Part of Figure 2 from the open access paper (© 2023 Skowronek et al. – distributed under the terms of the Creative Commons Attribution License, which permits unrestricted use, distribution, and reproduction in any medium, provided the original author and source are credited.)

The chart shows results from sampled examples of Benin bronzes (blue circles); compared with the values of the same isotope ratios from different copper ore site (squares) and manillas sampled from different archaeological sties (triangles).


The researchers feel that the pattern of clustering of results (in this, and other similar comparisons between lead isotope ratios) from the Benin bronzes, compared with those from the sampled manillas, and the ore sites, allows them to identify the source of metal re-purposed by the Edo craftspeople to make the bronzes.

It is certainly the case that the blue circles (which refer to the artworks) and the green squares (which refer to copper ore samples from Rhineland) do seem to generally cluster in a similar region of the graph – and that some of the samples taken from the manillas also seem to fit this pattern.

I can see why this might strongly suggest the Rhineland (certainly more so than Wales) as the source of the copper believed to be used in manillas which were traded in Africa and are thought to have been later melted down as part of the composition of alloy used to make the Benin bronzes.

Whether that makes for either

  • definitive identification of the Rhineland as the principal source of manillas (Skowronek paper), or
  • confirmation that most of the Benin bronze are made from brass that originated thousands of miles away in the German Rhineland (EiC)

seems somewhat less certain. Just as scientific claims should be.


A conclusion for science education

It is both human nature, and often good journalistic or pedagogic practice to begin with a clear, uncomplicated statement of what is to be communicated. But we also know that what is heard or read first may be better retained in memory than what follows. It also seems that people in general tend to apply the wrong kind of calculus when there are multiple source of doubt – being more likely to estimate overall doubt as being the mean or modal level of the several discrete sources of doubt, rather than something that accumulates step-on-step.

It seems there is a major issue here for science education in training young people in critically questioning claims, looking for the relevant provisos, and understanding how to integrate levels of doubt (or, similarly, risk) that are distributed over a sequence of phases in a process.


All research conclusions (in any empirical study in any discipline) rely on a network of assumptions and interpretations, any one of which could be a weak link in the chain of logic. This is my take on some of the most critical links and assumptions in the Benin bronzes study. One could easily further complicate this scheme (for example, I have ignored the assumptions about the validity of the techniques and calibration of the instrumentation used to find the isotopic composition of metal samples).


Work cited:

Note:

1 It is not clear to me what the surprise was – but perhaps this is meant to suggest the claim may be surprising to readers of the article.

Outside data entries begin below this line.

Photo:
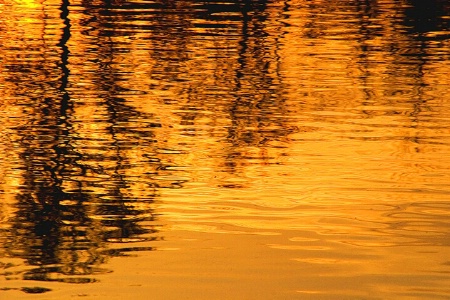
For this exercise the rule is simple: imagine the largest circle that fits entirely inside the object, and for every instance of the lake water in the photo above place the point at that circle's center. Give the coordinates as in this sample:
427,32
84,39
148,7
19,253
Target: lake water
238,149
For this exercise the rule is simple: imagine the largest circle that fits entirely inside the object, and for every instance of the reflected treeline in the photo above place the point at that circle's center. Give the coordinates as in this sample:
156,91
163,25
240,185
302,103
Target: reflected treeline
106,85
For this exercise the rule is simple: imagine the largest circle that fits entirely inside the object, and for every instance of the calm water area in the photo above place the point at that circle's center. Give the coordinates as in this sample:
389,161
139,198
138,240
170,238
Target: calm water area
233,149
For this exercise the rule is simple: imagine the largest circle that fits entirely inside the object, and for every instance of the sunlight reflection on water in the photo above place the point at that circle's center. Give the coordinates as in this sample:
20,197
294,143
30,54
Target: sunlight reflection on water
299,147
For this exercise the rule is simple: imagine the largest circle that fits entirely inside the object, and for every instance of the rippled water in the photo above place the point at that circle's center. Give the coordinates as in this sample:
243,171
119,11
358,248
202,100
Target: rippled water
224,149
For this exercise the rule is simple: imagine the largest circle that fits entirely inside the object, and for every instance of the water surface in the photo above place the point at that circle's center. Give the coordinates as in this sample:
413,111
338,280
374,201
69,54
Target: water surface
224,149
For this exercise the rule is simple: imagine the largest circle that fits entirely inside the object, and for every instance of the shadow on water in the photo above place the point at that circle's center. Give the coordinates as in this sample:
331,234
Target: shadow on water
94,156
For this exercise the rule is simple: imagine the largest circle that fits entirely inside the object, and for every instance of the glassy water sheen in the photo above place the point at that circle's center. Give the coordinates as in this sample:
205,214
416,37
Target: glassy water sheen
240,149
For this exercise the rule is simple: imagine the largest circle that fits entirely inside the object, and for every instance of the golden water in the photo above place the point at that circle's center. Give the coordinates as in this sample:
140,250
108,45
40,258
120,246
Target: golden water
224,149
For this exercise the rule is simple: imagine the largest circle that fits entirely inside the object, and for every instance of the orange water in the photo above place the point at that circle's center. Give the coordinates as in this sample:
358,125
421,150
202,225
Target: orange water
224,149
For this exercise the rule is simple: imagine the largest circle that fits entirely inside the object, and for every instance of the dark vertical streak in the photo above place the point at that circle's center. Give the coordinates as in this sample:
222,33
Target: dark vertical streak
64,55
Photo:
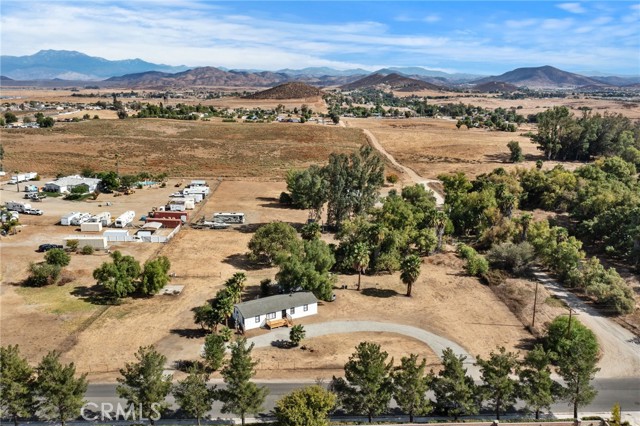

The study discussed was premised on the assumption that the Benin Bronzes were made from metal largely re-purposed from manillas traded from Europe, which had originally been cast in one of the known areas in Europe with metal working traditions. The researchers included the Rhineland as one of the potential regional sites they were considering. So, it was surely a surprise only in a similar sense to rolling a die and it landing on 4, rather than say 2 or 5, would be a surprise.

But then, would you be just as likely to read an article entitled "Benin bronzes found to have anticipated origin"?